Читать книгу Administrative Records for Survey Methodology - Группа авторов - Страница 53
2.4.5 Data Silos
ОглавлениеOne concern with the increasing move to multiple distinct access points for confidential data is the “siloing” of data. The critical symptom is a physical separation of files in distinct secure data enclaves. The underlying causes are the incompatible legal restrictions on different data. Typically, these restrictions impose administrative barriers to combining data sources for which linking is technically possible.
Such administrative barriers may also be driven by ethical or confidentiality concerns. The question of consent by survey or census respondents may explicitly prevent the linkage of their survey responses or of their biological specimen with other data. For example, the Canadian Census long form of 2006 offered respondents the option to either answer survey questions on earnings, or consent to linking in their tax data on earnings. In the 2016 census, the question was no longer asked, and users were simply notified that linkage would happen.
In the case of the LEHD data, as of December 2015, all 50 states as well as the District of Columbia had signed agreements with the Census Bureau to share data and produce public-use statistics. It would thus seem possible for researchers to access a comprehensive LEHD jobs database through the FSRDC network, by linking together the job databases from 51 administrative entities. However, all but 12 of the States had declined to automatically extend the right to use the data to external researchers within the FSRDC network. Nevertheless, some of the same states that declined to provide such permission in the FSRDC give access to researchers through their state data centers or other means. The UI state-level data is thus siloed, and researchers may be faced with nonrepresentative data on the American job market. Several European projects, such as Data without Boundaries (DwB), have investigated cross-national access with elevated expectations but relatively limited success (Schiller and Welpton 2014; Bender and Heining 2011). Increasingly, the U.S. Census Bureau and CASD also host data from other data providers, through collaborative agreements, moving toward a reduction of the siloing of data.

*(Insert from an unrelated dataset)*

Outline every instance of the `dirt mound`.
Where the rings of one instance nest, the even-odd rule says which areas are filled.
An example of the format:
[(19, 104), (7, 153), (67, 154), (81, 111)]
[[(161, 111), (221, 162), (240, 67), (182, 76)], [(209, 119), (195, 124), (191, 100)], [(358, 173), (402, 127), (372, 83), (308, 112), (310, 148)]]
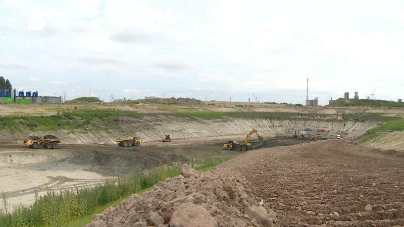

Secure multiparty computing may be one solution to this problem (Sanil et al. 2004; Karr et al. 2005, 2006, 2009). However, implementation of such methods, at least in the domain of the social and medical sciences cooperating with NSOs, is in its infancy (Raab, Dibben, and Burton 2015). The typical limitations are the throughput of the secure interconnection between the sources and the requirement of manual model output checking. These limitations drastically slow down any iterative procedure.